When creating your character, you have a few important options. You have the name, which really doesn't matter, but I'm preferential to naming my vampires Vlad, my werewolves Witherfang, and other blatant ripoffs. After the name you have the race, and the class. The races are the biggest game changers, you naturally don't want to play a golem the same way you play a celestial, at least if you plan on surviving. It seems to me a few of the races are pretty underpowered as they only give initial spells, which may be nice around level one, but by level five that werewolf will outclass your Atlantean in every single way, and probably have a chance to get both of your racial spells too. Classes are less game changing, but still are designed to fit every play style. The are classes for melee and magic, healing and shielding, etc. So long as your class and race match your play style you should be fine. The last options you have available aren't initially accessible. The titles are only gained upon death, and you only receive one when you die. You can equip two at a time, and some of them are crazy powerful, but you only get access to them by doing extremely well.

On the looting system, I have to say it works decently, but it's pretty lackluster. All loot is random no matter whether it was obtained from a skeleton with a rusty sword, or Deathmaul the Destroyer, or even a chest. As a matter of fact, every level has exactly one chest, and one boss, but the equips you obtain from either of these is no different then that obtained from random monsters. As for the equips themselves, they vary wildly, and the usefulness of each piece will change depending on your play style.

I think the biggest problem the game has is that it tries to setup a short, simple, re-playable game, with little reason to replay it. That seems like it is the goal of the title system, but since you can only get one title per game play, and each game takes around five to ten minutes, with thirty two titles you are talking about 3+ hours to get them all, and that is assuming you know the requirements for each one. Other than that, the game pretty much becomes impossible to lose at past level 10. I can rush a room with a boss in it, and peel off all the enemies around me one by one while my regeneration keeps me alive forever.

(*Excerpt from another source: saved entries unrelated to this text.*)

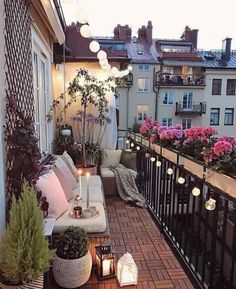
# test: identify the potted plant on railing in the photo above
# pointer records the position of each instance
(72, 263)
(24, 252)
(86, 91)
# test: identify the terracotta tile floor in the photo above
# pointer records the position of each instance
(133, 230)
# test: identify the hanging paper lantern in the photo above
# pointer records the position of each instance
(85, 31)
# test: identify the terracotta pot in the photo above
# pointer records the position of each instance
(37, 284)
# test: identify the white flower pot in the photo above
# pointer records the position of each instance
(66, 132)
(37, 284)
(221, 181)
(72, 273)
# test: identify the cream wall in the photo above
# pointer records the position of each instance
(2, 114)
(136, 98)
(168, 111)
(220, 101)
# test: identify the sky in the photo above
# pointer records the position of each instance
(215, 20)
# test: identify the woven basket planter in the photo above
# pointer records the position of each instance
(72, 273)
(38, 283)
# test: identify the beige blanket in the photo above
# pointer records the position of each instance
(126, 185)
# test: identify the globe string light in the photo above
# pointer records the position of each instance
(94, 47)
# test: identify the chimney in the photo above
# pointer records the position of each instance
(149, 32)
(190, 35)
(123, 32)
(226, 49)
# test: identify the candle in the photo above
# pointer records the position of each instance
(106, 264)
(87, 175)
(80, 183)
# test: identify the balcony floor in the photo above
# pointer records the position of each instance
(133, 230)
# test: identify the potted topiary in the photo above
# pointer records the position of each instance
(24, 251)
(72, 262)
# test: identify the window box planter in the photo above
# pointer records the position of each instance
(193, 166)
(221, 181)
(170, 155)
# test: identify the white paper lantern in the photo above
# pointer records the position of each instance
(102, 55)
(81, 16)
(130, 68)
(127, 270)
(85, 31)
(94, 46)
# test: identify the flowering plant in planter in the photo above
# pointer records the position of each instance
(170, 136)
(196, 140)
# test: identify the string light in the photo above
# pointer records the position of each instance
(181, 180)
(170, 171)
(210, 204)
(196, 192)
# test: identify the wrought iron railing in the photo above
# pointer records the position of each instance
(178, 200)
(193, 108)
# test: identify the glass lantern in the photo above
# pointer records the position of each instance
(127, 271)
(105, 262)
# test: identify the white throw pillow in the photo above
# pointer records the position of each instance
(110, 158)
(65, 177)
(51, 188)
(68, 160)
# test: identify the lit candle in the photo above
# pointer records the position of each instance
(87, 175)
(106, 264)
(80, 183)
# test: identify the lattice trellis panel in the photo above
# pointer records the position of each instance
(19, 76)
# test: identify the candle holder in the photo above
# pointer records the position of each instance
(105, 261)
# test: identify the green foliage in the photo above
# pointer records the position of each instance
(72, 244)
(24, 249)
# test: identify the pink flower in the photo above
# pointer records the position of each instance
(221, 147)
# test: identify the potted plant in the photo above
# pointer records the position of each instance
(86, 91)
(72, 262)
(24, 251)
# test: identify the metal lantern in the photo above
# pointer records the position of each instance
(127, 270)
(105, 261)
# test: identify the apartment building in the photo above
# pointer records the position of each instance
(138, 98)
(220, 90)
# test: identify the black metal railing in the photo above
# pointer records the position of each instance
(204, 239)
(192, 108)
(180, 80)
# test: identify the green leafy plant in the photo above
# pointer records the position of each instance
(84, 90)
(24, 251)
(72, 244)
(23, 153)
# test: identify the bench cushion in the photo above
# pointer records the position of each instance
(96, 224)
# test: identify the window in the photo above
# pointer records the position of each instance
(143, 84)
(229, 116)
(142, 112)
(215, 116)
(188, 101)
(41, 66)
(231, 84)
(216, 86)
(167, 121)
(143, 67)
(168, 98)
(186, 123)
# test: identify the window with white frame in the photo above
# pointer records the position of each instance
(143, 67)
(168, 98)
(166, 121)
(186, 123)
(42, 97)
(143, 84)
(142, 112)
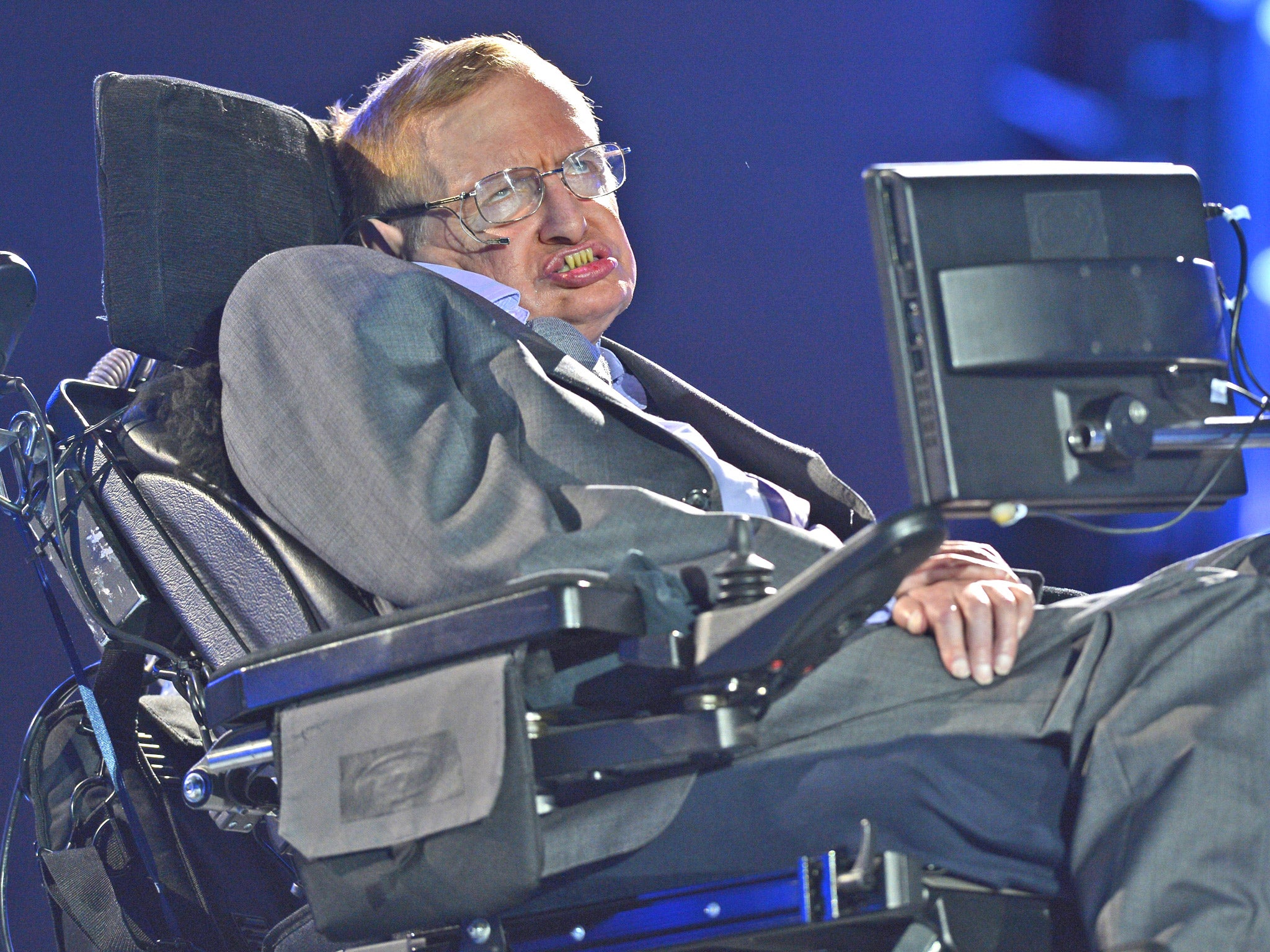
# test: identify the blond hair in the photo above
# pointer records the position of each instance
(379, 144)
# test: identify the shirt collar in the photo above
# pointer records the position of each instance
(494, 293)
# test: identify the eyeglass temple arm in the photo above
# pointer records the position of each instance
(424, 208)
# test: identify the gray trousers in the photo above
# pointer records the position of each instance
(1162, 692)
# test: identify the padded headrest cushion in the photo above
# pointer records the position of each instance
(196, 186)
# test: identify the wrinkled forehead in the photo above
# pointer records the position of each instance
(513, 121)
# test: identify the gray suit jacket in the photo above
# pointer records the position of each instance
(426, 444)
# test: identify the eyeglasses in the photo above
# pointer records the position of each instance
(513, 195)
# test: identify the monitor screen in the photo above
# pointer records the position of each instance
(1032, 301)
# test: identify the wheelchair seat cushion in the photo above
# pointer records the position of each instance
(197, 184)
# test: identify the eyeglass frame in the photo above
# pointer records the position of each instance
(425, 207)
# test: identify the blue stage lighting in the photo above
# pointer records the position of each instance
(1077, 121)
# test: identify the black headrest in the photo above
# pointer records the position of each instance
(196, 186)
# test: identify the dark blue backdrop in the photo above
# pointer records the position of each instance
(750, 126)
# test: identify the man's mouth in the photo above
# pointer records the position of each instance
(577, 259)
(579, 268)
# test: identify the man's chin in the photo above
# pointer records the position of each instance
(586, 309)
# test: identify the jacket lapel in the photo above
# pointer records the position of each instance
(748, 447)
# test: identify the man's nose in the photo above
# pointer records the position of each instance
(563, 215)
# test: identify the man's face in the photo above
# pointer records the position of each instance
(518, 122)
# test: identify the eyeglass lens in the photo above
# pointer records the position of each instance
(516, 193)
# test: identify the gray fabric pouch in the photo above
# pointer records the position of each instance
(412, 803)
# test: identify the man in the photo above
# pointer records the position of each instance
(398, 414)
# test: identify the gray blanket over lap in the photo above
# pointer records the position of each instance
(1163, 692)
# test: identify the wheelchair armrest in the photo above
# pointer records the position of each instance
(534, 609)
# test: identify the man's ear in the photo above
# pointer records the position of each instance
(383, 236)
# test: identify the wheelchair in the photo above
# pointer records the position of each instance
(196, 788)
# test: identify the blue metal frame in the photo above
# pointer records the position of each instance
(802, 896)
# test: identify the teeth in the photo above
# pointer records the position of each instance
(577, 259)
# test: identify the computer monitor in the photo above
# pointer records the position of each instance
(1044, 320)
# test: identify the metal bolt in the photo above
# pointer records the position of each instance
(534, 725)
(479, 931)
(196, 788)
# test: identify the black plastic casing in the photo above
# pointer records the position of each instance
(1019, 295)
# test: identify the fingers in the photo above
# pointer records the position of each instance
(977, 625)
(944, 615)
(908, 615)
(956, 565)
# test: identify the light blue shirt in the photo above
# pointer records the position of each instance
(739, 491)
(494, 293)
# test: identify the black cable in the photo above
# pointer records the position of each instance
(9, 824)
(1240, 368)
(59, 535)
(1203, 494)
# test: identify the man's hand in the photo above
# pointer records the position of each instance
(975, 606)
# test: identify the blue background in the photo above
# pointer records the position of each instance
(750, 125)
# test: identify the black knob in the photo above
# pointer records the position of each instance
(746, 576)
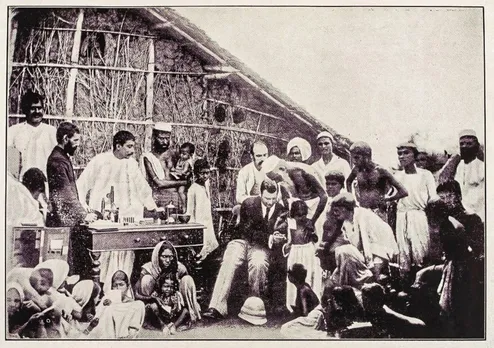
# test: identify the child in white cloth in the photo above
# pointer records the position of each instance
(300, 248)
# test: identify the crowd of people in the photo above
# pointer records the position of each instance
(360, 252)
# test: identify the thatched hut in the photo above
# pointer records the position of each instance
(112, 68)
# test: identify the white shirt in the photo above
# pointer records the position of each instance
(34, 143)
(336, 163)
(471, 178)
(131, 190)
(249, 182)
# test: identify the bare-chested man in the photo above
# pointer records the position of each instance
(301, 182)
(157, 164)
(373, 181)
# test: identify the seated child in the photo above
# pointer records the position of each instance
(183, 169)
(306, 299)
(168, 311)
(387, 322)
(199, 206)
(300, 248)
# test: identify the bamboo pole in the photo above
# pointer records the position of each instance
(99, 31)
(13, 37)
(137, 122)
(246, 108)
(101, 67)
(149, 95)
(69, 108)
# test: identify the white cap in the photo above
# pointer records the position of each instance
(325, 134)
(163, 127)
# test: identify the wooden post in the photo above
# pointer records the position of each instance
(12, 37)
(149, 96)
(69, 109)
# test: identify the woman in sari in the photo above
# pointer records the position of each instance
(164, 260)
(115, 316)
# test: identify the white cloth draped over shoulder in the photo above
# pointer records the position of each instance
(155, 163)
(132, 194)
(34, 143)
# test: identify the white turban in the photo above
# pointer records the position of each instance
(325, 134)
(303, 145)
(270, 164)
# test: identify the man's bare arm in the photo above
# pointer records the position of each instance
(350, 179)
(323, 197)
(161, 183)
(401, 191)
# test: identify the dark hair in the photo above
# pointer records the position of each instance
(34, 179)
(200, 164)
(120, 275)
(121, 137)
(167, 276)
(450, 186)
(189, 146)
(172, 269)
(299, 208)
(44, 273)
(335, 175)
(374, 292)
(66, 129)
(269, 185)
(28, 99)
(298, 272)
(257, 143)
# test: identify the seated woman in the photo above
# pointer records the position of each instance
(115, 316)
(164, 260)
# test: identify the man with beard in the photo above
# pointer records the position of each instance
(469, 171)
(250, 177)
(157, 164)
(33, 138)
(67, 210)
(118, 172)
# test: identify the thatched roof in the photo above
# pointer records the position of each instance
(175, 25)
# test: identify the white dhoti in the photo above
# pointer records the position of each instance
(412, 236)
(305, 255)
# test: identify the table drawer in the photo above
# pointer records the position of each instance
(130, 240)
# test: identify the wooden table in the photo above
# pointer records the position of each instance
(93, 241)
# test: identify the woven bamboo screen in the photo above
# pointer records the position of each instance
(102, 69)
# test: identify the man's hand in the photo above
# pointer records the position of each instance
(31, 305)
(91, 217)
(278, 237)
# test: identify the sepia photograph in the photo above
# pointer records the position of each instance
(245, 173)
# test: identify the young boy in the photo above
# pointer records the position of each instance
(373, 181)
(306, 299)
(183, 169)
(199, 206)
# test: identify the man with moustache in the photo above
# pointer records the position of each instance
(157, 164)
(469, 171)
(67, 210)
(117, 169)
(33, 138)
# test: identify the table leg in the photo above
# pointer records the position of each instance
(95, 269)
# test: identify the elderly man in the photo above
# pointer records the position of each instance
(157, 165)
(33, 138)
(363, 242)
(117, 171)
(328, 160)
(251, 245)
(250, 177)
(67, 210)
(469, 171)
(298, 150)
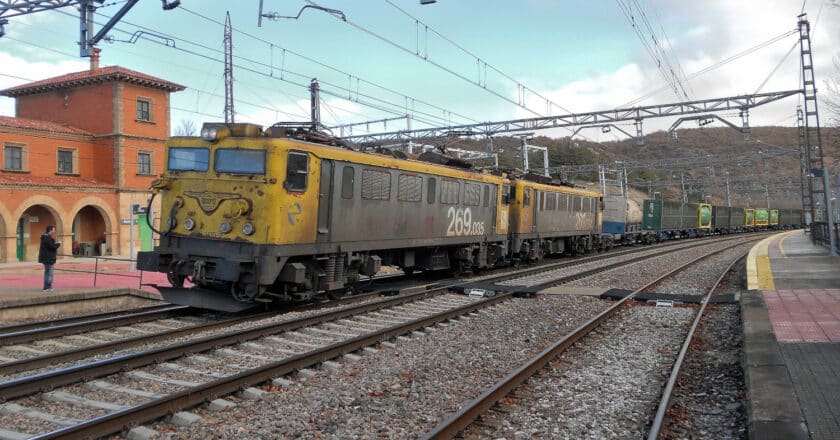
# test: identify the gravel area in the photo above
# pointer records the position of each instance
(708, 402)
(88, 338)
(646, 271)
(553, 274)
(605, 386)
(404, 391)
(698, 279)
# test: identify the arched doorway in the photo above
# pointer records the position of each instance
(30, 226)
(90, 236)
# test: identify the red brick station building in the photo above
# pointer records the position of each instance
(83, 148)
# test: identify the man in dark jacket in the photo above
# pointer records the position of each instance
(47, 254)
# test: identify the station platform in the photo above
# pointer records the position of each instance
(791, 323)
(81, 285)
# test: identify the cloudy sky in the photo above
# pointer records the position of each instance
(451, 62)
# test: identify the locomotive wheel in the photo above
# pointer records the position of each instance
(175, 279)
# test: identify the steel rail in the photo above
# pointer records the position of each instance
(658, 420)
(72, 328)
(147, 411)
(83, 352)
(14, 328)
(119, 420)
(28, 385)
(470, 411)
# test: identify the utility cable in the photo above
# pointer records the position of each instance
(326, 66)
(480, 61)
(436, 64)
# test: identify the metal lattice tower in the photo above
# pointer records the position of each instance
(803, 161)
(228, 71)
(810, 139)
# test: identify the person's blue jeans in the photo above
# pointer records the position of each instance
(48, 273)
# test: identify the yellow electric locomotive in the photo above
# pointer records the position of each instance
(554, 219)
(286, 214)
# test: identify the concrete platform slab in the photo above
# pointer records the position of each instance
(791, 322)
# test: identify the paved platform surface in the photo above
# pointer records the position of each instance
(791, 318)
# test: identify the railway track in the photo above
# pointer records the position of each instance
(253, 346)
(17, 357)
(469, 412)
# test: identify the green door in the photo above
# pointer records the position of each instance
(144, 233)
(21, 246)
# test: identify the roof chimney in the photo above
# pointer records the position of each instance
(94, 59)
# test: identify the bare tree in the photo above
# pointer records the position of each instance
(832, 98)
(186, 128)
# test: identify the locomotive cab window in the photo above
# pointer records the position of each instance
(297, 170)
(239, 161)
(188, 159)
(507, 194)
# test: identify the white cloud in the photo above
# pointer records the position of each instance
(17, 71)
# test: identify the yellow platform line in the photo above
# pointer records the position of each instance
(759, 275)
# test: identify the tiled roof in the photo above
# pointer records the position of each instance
(32, 124)
(87, 77)
(58, 181)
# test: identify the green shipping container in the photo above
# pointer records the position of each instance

Despite my gripes, at the core of it is a very good game. Its definitely not a game to be played for as long as it wants you to play it, but who cares, its still fun while it lasted, and the flagstaff series could certainly gain a lot from making use of the dungeon crawler elements in place. Hack Slash Crawl is definitely worthy of your time, but I wouldn't recommend grinding past the point where the game loses all its fun.